Paper Trail

Yuka Igarashi to join Graywolf Press; Hanif Abdurraqib and Devonté Hynes in conversation


Hanif Abdurraqib. Photo: Megan Leigh Barnard

Yuka Igarashi, the editor in chief of Soft Skull Press and founder of Catapult magazine, will join Graywolf as an executive editor in April. “We needed a fresh vision to shake us up a bit, and to help guide our talented rising editors,” said Graywolf publisher Fiona McCrae in a statement on the hire.

At Hyperallergic, Cyndii Wilde Harris selects a few highlights—including interviews with Mamie Till Mobley and Angela Davis—from the American Archive of Public Broadcasting, which collects and preserves materials with the Library of Congress and GBH Boston.

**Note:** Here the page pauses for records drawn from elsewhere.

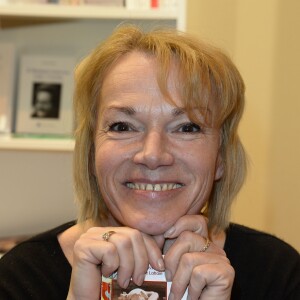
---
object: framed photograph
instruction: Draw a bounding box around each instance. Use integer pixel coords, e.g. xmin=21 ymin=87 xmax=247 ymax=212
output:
xmin=15 ymin=54 xmax=76 ymax=136
xmin=0 ymin=43 xmax=16 ymax=133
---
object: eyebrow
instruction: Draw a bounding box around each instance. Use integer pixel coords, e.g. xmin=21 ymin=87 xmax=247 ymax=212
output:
xmin=105 ymin=105 xmax=186 ymax=117
xmin=105 ymin=106 xmax=136 ymax=115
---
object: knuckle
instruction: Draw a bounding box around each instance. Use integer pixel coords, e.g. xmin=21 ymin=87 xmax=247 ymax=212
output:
xmin=180 ymin=252 xmax=196 ymax=269
xmin=198 ymin=214 xmax=209 ymax=225
xmin=118 ymin=234 xmax=132 ymax=249
xmin=73 ymin=239 xmax=90 ymax=261
xmin=227 ymin=264 xmax=235 ymax=281
xmin=130 ymin=228 xmax=143 ymax=241
xmin=73 ymin=238 xmax=84 ymax=254
xmin=191 ymin=266 xmax=206 ymax=283
xmin=178 ymin=230 xmax=195 ymax=242
xmin=216 ymin=247 xmax=227 ymax=256
xmin=214 ymin=264 xmax=235 ymax=288
xmin=221 ymin=255 xmax=231 ymax=265
xmin=194 ymin=215 xmax=208 ymax=231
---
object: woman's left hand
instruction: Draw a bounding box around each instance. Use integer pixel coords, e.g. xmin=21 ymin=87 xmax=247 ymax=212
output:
xmin=162 ymin=215 xmax=234 ymax=300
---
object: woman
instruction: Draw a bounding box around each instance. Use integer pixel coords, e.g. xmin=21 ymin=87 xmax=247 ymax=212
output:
xmin=0 ymin=25 xmax=299 ymax=300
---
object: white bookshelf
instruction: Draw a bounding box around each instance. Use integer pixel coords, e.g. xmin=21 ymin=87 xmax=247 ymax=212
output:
xmin=0 ymin=134 xmax=74 ymax=151
xmin=0 ymin=1 xmax=186 ymax=151
xmin=0 ymin=3 xmax=180 ymax=21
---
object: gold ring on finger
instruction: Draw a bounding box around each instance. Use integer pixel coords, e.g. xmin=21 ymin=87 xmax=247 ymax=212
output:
xmin=200 ymin=237 xmax=211 ymax=252
xmin=102 ymin=230 xmax=116 ymax=242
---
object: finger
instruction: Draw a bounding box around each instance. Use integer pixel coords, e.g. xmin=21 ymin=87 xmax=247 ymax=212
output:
xmin=151 ymin=233 xmax=165 ymax=250
xmin=106 ymin=231 xmax=135 ymax=288
xmin=164 ymin=233 xmax=225 ymax=280
xmin=70 ymin=237 xmax=119 ymax=299
xmin=142 ymin=233 xmax=165 ymax=272
xmin=170 ymin=252 xmax=232 ymax=300
xmin=164 ymin=215 xmax=208 ymax=239
xmin=81 ymin=227 xmax=121 ymax=277
xmin=124 ymin=229 xmax=149 ymax=286
xmin=188 ymin=262 xmax=234 ymax=299
xmin=100 ymin=227 xmax=149 ymax=288
xmin=86 ymin=227 xmax=148 ymax=288
xmin=73 ymin=230 xmax=120 ymax=273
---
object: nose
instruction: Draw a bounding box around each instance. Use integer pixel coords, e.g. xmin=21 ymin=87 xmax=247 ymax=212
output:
xmin=133 ymin=130 xmax=174 ymax=170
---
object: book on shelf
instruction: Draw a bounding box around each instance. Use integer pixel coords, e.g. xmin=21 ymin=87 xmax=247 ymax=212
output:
xmin=0 ymin=43 xmax=16 ymax=134
xmin=101 ymin=265 xmax=188 ymax=299
xmin=126 ymin=0 xmax=178 ymax=9
xmin=83 ymin=0 xmax=124 ymax=6
xmin=16 ymin=0 xmax=124 ymax=5
xmin=15 ymin=54 xmax=76 ymax=136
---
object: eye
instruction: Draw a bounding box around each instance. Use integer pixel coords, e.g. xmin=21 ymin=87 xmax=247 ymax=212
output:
xmin=178 ymin=122 xmax=201 ymax=133
xmin=108 ymin=121 xmax=134 ymax=132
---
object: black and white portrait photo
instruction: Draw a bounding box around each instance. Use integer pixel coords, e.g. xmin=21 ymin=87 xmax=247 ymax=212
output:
xmin=31 ymin=83 xmax=61 ymax=119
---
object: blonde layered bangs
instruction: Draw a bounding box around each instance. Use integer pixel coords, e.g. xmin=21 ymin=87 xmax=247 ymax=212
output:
xmin=73 ymin=25 xmax=247 ymax=230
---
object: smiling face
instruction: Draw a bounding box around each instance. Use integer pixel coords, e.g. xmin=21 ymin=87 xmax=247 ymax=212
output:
xmin=94 ymin=51 xmax=223 ymax=235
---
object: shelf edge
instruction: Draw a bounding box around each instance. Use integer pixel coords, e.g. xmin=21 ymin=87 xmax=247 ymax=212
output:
xmin=0 ymin=135 xmax=75 ymax=152
xmin=0 ymin=3 xmax=178 ymax=20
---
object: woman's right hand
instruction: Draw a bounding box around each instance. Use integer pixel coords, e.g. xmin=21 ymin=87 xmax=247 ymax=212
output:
xmin=66 ymin=226 xmax=164 ymax=300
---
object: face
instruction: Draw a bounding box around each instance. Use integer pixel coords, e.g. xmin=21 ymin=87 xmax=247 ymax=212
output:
xmin=94 ymin=51 xmax=223 ymax=235
xmin=35 ymin=91 xmax=53 ymax=116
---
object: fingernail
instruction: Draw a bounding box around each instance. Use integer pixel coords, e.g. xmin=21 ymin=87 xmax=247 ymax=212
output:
xmin=123 ymin=279 xmax=130 ymax=288
xmin=137 ymin=274 xmax=145 ymax=286
xmin=165 ymin=269 xmax=171 ymax=281
xmin=168 ymin=292 xmax=174 ymax=300
xmin=157 ymin=258 xmax=165 ymax=270
xmin=164 ymin=226 xmax=175 ymax=237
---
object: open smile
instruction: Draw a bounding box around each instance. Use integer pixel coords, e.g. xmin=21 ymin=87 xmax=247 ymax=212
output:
xmin=125 ymin=182 xmax=184 ymax=191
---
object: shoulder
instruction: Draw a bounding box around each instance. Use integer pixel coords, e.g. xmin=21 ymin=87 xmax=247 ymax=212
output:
xmin=0 ymin=221 xmax=75 ymax=299
xmin=225 ymin=223 xmax=299 ymax=258
xmin=1 ymin=220 xmax=76 ymax=264
xmin=225 ymin=223 xmax=299 ymax=269
xmin=0 ymin=220 xmax=75 ymax=269
xmin=225 ymin=223 xmax=300 ymax=300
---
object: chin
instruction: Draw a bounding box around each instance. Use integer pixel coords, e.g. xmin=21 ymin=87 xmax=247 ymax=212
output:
xmin=126 ymin=218 xmax=172 ymax=236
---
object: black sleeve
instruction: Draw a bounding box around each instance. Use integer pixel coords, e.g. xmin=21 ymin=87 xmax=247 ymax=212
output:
xmin=226 ymin=224 xmax=300 ymax=300
xmin=0 ymin=239 xmax=71 ymax=300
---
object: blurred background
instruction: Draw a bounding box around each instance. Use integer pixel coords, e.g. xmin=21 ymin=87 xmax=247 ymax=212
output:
xmin=186 ymin=0 xmax=300 ymax=251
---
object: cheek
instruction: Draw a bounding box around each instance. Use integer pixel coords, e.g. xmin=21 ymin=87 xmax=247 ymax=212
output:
xmin=182 ymin=145 xmax=219 ymax=171
xmin=94 ymin=140 xmax=130 ymax=183
xmin=95 ymin=146 xmax=115 ymax=178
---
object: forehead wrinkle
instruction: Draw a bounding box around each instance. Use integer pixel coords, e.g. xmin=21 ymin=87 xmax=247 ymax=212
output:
xmin=103 ymin=103 xmax=185 ymax=117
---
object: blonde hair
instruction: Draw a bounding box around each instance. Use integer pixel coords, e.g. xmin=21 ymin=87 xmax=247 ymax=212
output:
xmin=73 ymin=25 xmax=247 ymax=231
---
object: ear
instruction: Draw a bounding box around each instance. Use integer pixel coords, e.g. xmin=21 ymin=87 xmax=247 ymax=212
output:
xmin=214 ymin=152 xmax=224 ymax=181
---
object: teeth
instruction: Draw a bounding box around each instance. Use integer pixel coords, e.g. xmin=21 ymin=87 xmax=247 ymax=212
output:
xmin=126 ymin=182 xmax=183 ymax=191
xmin=154 ymin=184 xmax=161 ymax=191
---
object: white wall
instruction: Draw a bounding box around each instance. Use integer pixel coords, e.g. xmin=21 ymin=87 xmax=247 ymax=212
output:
xmin=0 ymin=150 xmax=76 ymax=236
xmin=187 ymin=0 xmax=300 ymax=251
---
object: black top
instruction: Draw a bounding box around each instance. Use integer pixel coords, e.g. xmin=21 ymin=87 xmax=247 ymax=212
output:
xmin=0 ymin=222 xmax=299 ymax=300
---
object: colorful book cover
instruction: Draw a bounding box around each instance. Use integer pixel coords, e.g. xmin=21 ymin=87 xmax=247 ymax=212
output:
xmin=101 ymin=265 xmax=187 ymax=299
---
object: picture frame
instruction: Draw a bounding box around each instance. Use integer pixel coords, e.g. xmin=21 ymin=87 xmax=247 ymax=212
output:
xmin=15 ymin=54 xmax=76 ymax=136
xmin=0 ymin=43 xmax=16 ymax=133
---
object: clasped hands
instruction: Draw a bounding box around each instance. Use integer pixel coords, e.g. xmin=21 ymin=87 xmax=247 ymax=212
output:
xmin=67 ymin=215 xmax=234 ymax=300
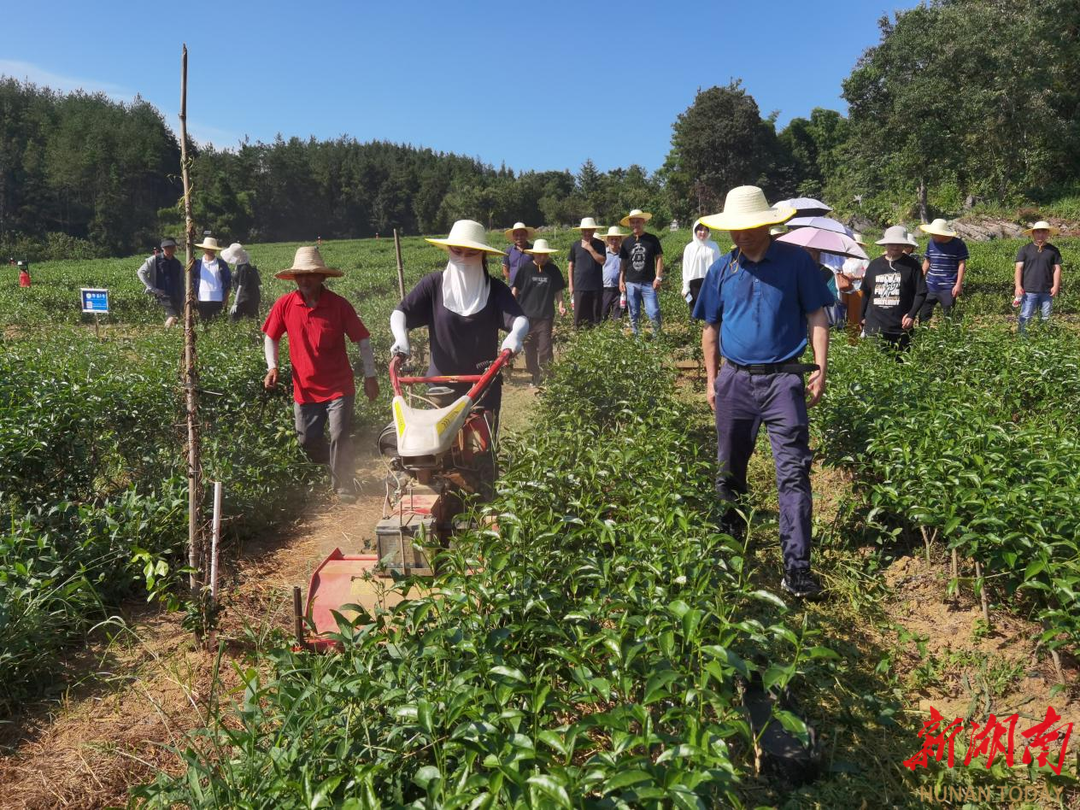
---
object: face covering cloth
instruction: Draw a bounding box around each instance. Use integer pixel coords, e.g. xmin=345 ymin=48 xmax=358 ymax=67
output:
xmin=442 ymin=254 xmax=490 ymax=316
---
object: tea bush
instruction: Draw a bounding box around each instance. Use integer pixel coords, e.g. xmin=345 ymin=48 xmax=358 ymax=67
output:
xmin=816 ymin=322 xmax=1080 ymax=647
xmin=134 ymin=329 xmax=835 ymax=808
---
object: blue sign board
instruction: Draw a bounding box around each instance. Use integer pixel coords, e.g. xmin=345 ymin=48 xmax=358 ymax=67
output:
xmin=81 ymin=288 xmax=109 ymax=313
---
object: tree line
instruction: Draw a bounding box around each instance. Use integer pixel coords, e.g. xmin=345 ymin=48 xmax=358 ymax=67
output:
xmin=2 ymin=0 xmax=1076 ymax=259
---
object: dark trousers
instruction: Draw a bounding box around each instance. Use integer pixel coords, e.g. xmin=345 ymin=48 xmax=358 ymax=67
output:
xmin=573 ymin=289 xmax=602 ymax=328
xmin=196 ymin=300 xmax=224 ymax=320
xmin=714 ymin=363 xmax=813 ymax=573
xmin=523 ymin=317 xmax=554 ymax=383
xmin=919 ymin=287 xmax=955 ymax=322
xmin=294 ymin=395 xmax=355 ymax=494
xmin=601 ymin=287 xmax=622 ymax=320
xmin=687 ymin=278 xmax=704 ymax=314
xmin=230 ymin=299 xmax=260 ymax=320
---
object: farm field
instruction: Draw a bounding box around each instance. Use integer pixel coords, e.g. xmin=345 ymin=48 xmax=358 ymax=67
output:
xmin=0 ymin=232 xmax=1078 ymax=807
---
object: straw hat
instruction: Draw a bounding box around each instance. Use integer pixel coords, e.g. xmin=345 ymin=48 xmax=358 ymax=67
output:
xmin=275 ymin=246 xmax=344 ymax=280
xmin=503 ymin=221 xmax=537 ymax=240
xmin=1024 ymin=220 xmax=1059 ymax=236
xmin=525 ymin=238 xmax=558 ymax=255
xmin=699 ymin=186 xmax=796 ymax=232
xmin=221 ymin=242 xmax=250 ymax=265
xmin=876 ymin=226 xmax=910 ymax=246
xmin=426 ymin=219 xmax=506 ymax=255
xmin=196 ymin=236 xmax=225 ymax=251
xmin=573 ymin=217 xmax=602 ymax=230
xmin=601 ymin=226 xmax=627 ymax=240
xmin=919 ymin=218 xmax=957 ymax=238
xmin=619 ymin=209 xmax=653 ymax=227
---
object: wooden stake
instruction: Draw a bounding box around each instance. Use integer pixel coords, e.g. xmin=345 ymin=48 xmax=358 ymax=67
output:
xmin=951 ymin=548 xmax=958 ymax=580
xmin=180 ymin=44 xmax=203 ymax=593
xmin=393 ymin=228 xmax=405 ymax=301
xmin=974 ymin=560 xmax=990 ymax=625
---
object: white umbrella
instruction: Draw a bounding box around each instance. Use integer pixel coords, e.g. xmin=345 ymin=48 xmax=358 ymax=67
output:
xmin=785 ymin=216 xmax=854 ymax=237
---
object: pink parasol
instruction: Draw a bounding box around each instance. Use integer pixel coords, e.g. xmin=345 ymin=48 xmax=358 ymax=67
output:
xmin=776 ymin=227 xmax=869 ymax=260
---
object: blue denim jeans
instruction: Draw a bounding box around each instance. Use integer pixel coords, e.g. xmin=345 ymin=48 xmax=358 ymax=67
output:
xmin=625 ymin=281 xmax=661 ymax=335
xmin=1019 ymin=291 xmax=1053 ymax=333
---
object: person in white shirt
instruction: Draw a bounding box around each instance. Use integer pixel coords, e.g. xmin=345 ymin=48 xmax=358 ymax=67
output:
xmin=681 ymin=220 xmax=720 ymax=314
xmin=193 ymin=236 xmax=232 ymax=320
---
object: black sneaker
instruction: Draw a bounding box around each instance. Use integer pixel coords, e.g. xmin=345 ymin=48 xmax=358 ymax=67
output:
xmin=781 ymin=569 xmax=824 ymax=600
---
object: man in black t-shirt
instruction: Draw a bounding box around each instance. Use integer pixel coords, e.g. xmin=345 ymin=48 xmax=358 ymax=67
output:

In the premier episode of a new video series from Artforum and Bookforum, “Artists On Writers | Writers On Artists,” author Hanif Abdurraqib talks to producer/composer Devonté Hynes about their love of sports, their reverence for sampling, and how they find a balance between pessimism and hope.

The Gimlet Media Union is bargaining with the management of Gimlet and Spotify (which acquired the podcast network in 2019). The union is looking for a deal with universal raises, salary minimums, and rights to derivative works by March 11.

For Vulture, Jillian Steinhauer profiles artist Lorraine O’Grady, whose first and long overdue retrospective opens this week at the Brooklyn Museum. In her own words, O’Grady has used her work to “find a way to say who I am.” She has tried many approaches, Steinhauer notes: by the late 1970s, the artist had “started (then abandoned) a novel, started (but not finished) studies at the Iowa Writers’ Workshop, married (and then separated from) a filmmaker she met at Iowa, took over a successful translation business in Chicago, and moved to New York, where she kept writing, this time rock criticism for The Village Voice and Rolling Stone. Then she got a job as an adjunct instructor at the School of Visual Arts.” She decided she could become an artist when she realized she would “always be learning.”

Brit Bennett, author of The Vanishing Half, revisits Nella Larsen’s 1929 novel, Passing for the New York Times Style Magazine. Writing about the novel’s two protagonists, Bennett writes that Clare Kendry “is a tragic character who believes that she is in a romp. And why would she not? Irene feels burdened by the yoke of race, but Clare recognizes that race itself is a joke. Why should she not have fun with it? And aren’t both women sort of right?” Next Tuesday, Bennett will discuss Passing with Thessaly La Force as part of the T Book Club.

Following review by a panel of educators, Dr. Seuss Enterprises will no longer publish six children’s books because they contain harmful caricatures of Black and Asian people.